But I wonder if – in our efforts to absorb the scientific and business models, and in our desire to prove the world and media outlets wrong – some of us have gone far past merely countering the paradigms and boxes. I wonder if – in our desire to be both edgy and smart, both sophisticated and trendy – some of us have ditched the paradigm and the box entirely, leaving the church bereft of any structure, form, and definition, not perhaps in its daily practices but in its underlying foundation. In other words, I am not primarily talking about worship style and programmatic practices. I am talking about the stuff that really  matters: dogma; doctrine; theology; catechetical truths. Stuff that at least some people hate to consider and loath discussing.

I am the last person who wants to be associated with something trite, obtuse, provincial, or stale. Certainly I do not want my church – The Church – to be any of those things.

But what if trite, obtuse, provincial and stale are merely lexical stabs at what is in fact unchanging, simple, solid, and true? What if the reaction to trite, obtuse, provincial and stale leads not to deeper discipleship but to a dismantling of the framework of our faith?

[On a side note: trite, obtuse, provincial and stale are flung just as readily by The Important Voices on contemporary non-denominational congregations as on traditionally liturgical congregations. Equal opportunity disdain is prolific.]

As foolish and backwards as it may sound, I believe that ditching the box and shifting the paradigm – which has occurred in all manner of congregations – has done serious damage to Christianity. It has opened the door for each one of us to define God, Christ, salvation, redemption, reconciliation, transformation, sacrifice, and obedience as we choose – per our own box, via our own paradigms.

It has not been a healthy experiment.

“Putting God in a box” started as a cliche in Christendom, often directed at people whose faith was too little and too small to believe that the Almighty Creator could do whatever He wanted, wherever He chose, at whatever time He determined – though I’m a bit fuzzy on how one person actually determined that another person’s faith was too little and too small.

Today, “putting God in a box” has become a straw man. It is a way of telling people that if they are not open to an ever-evolving theology, they are frigidians of the faith. It is a strategy for pronouncing people’s beliefs to be narrowly anti-intellectual. It is a tool for defining certain congregations as unwilling to embrace God in all his mysterious and adventurous majesty.

That little church on the corner that is dying a slow death because they do not understand how to attract youth? – they are putting God in a box by not embracing his love for all ages.

That megachurch down the street that livestreams its sermons and runs programs every night of the week? – they are putting God in a box by limiting his transformative work to something that can be planned and implemented.

That mid-size mainline church across town that eschews newer worship music in favor of traditional hymns? – they are putting God in a box by refusing to celebrate his full artistic expression.

That average-size evangelical church across the street that eschews hymns in favor of new worship music? – they are putting God in a box by refusing to embrace the strong traditions of history.

That’s what they – someone, somewhere – says.

Guess what?
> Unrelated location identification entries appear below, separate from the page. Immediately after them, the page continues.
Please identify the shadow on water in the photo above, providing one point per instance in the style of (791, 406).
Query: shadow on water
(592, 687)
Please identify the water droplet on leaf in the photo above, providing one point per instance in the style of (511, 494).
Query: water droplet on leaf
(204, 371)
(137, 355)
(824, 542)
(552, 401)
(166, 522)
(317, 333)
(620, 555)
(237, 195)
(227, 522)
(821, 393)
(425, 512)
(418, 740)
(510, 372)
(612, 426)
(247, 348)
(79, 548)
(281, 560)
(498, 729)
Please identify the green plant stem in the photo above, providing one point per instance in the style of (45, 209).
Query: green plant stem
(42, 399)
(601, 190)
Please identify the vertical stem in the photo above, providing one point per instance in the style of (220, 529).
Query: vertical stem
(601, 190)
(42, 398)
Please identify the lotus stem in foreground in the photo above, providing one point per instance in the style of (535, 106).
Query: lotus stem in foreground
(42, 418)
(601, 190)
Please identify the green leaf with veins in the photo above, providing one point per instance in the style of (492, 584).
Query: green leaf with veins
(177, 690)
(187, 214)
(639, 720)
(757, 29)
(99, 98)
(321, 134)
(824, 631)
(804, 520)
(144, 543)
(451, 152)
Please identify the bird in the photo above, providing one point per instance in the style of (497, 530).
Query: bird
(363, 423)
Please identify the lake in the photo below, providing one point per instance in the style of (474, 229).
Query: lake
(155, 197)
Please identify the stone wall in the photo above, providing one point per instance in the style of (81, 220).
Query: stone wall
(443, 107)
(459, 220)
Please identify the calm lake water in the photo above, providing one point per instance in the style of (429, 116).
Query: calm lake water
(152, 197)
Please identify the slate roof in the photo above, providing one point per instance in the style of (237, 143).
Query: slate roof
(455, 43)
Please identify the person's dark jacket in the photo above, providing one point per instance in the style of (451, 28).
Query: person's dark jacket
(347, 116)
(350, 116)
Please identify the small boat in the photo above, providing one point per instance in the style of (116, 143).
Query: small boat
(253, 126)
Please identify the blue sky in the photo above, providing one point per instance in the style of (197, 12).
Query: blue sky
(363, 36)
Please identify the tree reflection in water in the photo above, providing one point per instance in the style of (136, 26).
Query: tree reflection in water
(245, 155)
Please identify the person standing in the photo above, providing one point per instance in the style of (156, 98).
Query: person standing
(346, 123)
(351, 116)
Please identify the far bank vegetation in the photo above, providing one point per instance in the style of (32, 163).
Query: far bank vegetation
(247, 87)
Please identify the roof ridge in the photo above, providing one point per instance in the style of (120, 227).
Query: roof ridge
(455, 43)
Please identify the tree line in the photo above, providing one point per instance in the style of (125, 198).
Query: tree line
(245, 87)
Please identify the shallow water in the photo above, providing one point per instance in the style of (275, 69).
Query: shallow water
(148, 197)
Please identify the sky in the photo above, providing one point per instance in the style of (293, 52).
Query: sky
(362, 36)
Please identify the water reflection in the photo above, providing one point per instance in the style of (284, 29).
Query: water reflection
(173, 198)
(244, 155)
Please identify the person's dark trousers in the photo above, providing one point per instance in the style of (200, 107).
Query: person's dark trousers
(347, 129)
We all put God in a box. We all understand less of Him than we can because – surprise – our brains are small and our souls are even smaller. We all limit what God can do, if not in holiness then in scope: on one hand we say God is infinitely powerful, beyond all human comprehension while on the other we say He cannot possibly be working in those people over in that church. Apparently that is too much for Him.

I think God might prefer if we stop worrying so much about the proverbial boxes and paradigms and instead focus on Him.

But as we focus on Him, it is eminently important to have a paradigm of truth upon which to stand and a box of doctrine within which to practice our faith.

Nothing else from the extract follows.